El uso frecuente del celular durante conversaciones puede ser interpretado por los jóvenes como una falta de interés por parte de sus padres. Esto puede llevar a una percepción negativa sobre la disponibilidad de las figuras de apego, generando inseguridades en sus relaciones. Según los expertos, los adolescentes requieren señales de atención y escucha para desarrollar una autoestima saludable.
Las interrupciones constantes pueden influir en cómo los jóvenes construyen sus relaciones, provocando que busquen validación emocional de manera continua y tengan dificultades para expresar sus sentimientos. Estos adolescentes pueden también experimentar una mayor sensibilidad al rechazo y una falta de confianza en sus vínculos interpersonales.

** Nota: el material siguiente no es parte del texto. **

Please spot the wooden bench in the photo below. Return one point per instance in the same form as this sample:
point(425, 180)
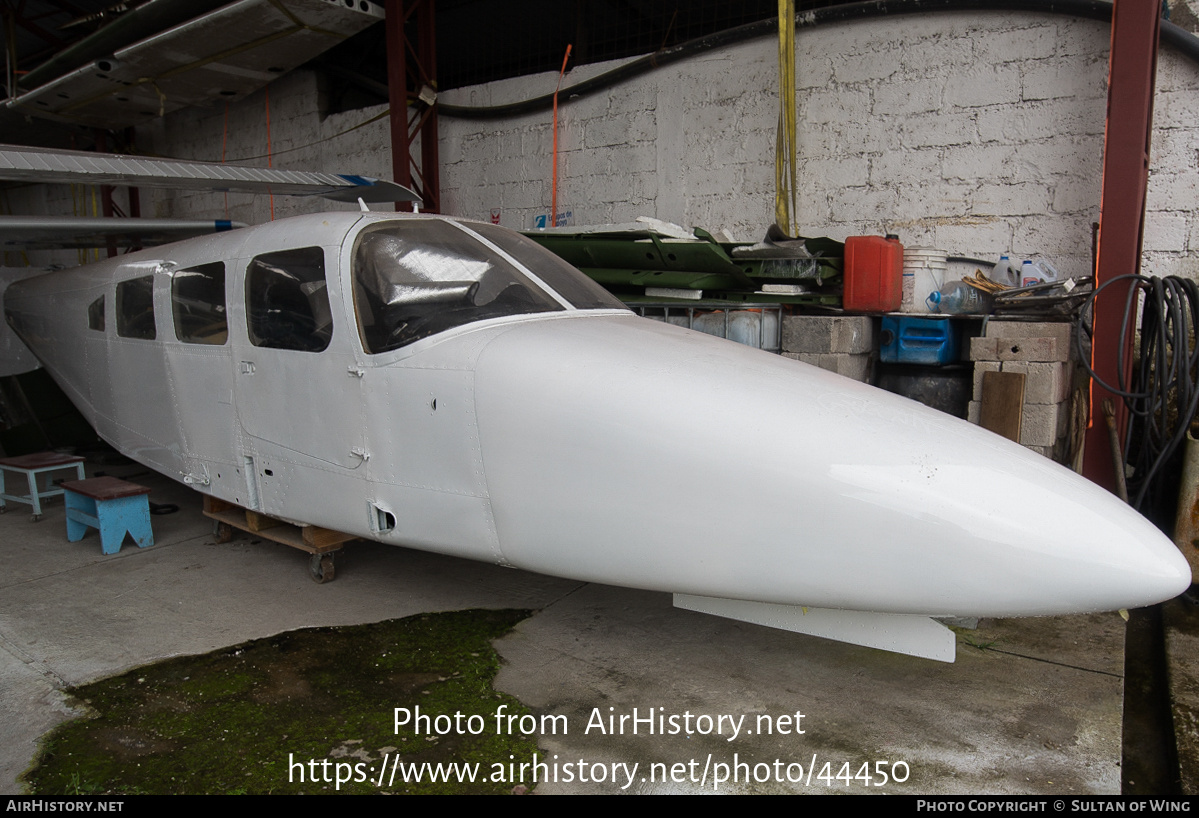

Los psicólogos destacan que la calidad del tiempo compartido es crucial. Evitar el uso de dispositivos durante las comidas o actividades compartidas puede fortalecer el sentido de seguridad emocional en los jóvenes. Las interacciones sin pantallas favorecen una comunicación más profunda y permiten a los padres detectar mejor las necesidades emocionales de sus hijos.
Además, los especialistas sugieren establecer momentos libres de pantallas en el hogar, lo que ayuda a crear un ambiente propicio para la comunicación auténtica. Este tipo de hábitos contribuyen a fortalecer la confianza y la cercanía en la relación familiar.
Por último, se enfatiza que sentirse escuchado y valorado tiene un impacto positivo en el desarrollo emocional de los adolescentes. Cuando los padres dedican tiempo y atención genuina a sus hijos, se fomenta un vínculo afectivo más sólido y se crea un espacio seguro donde los jóvenes pueden expresar sus preocupaciones y emociones.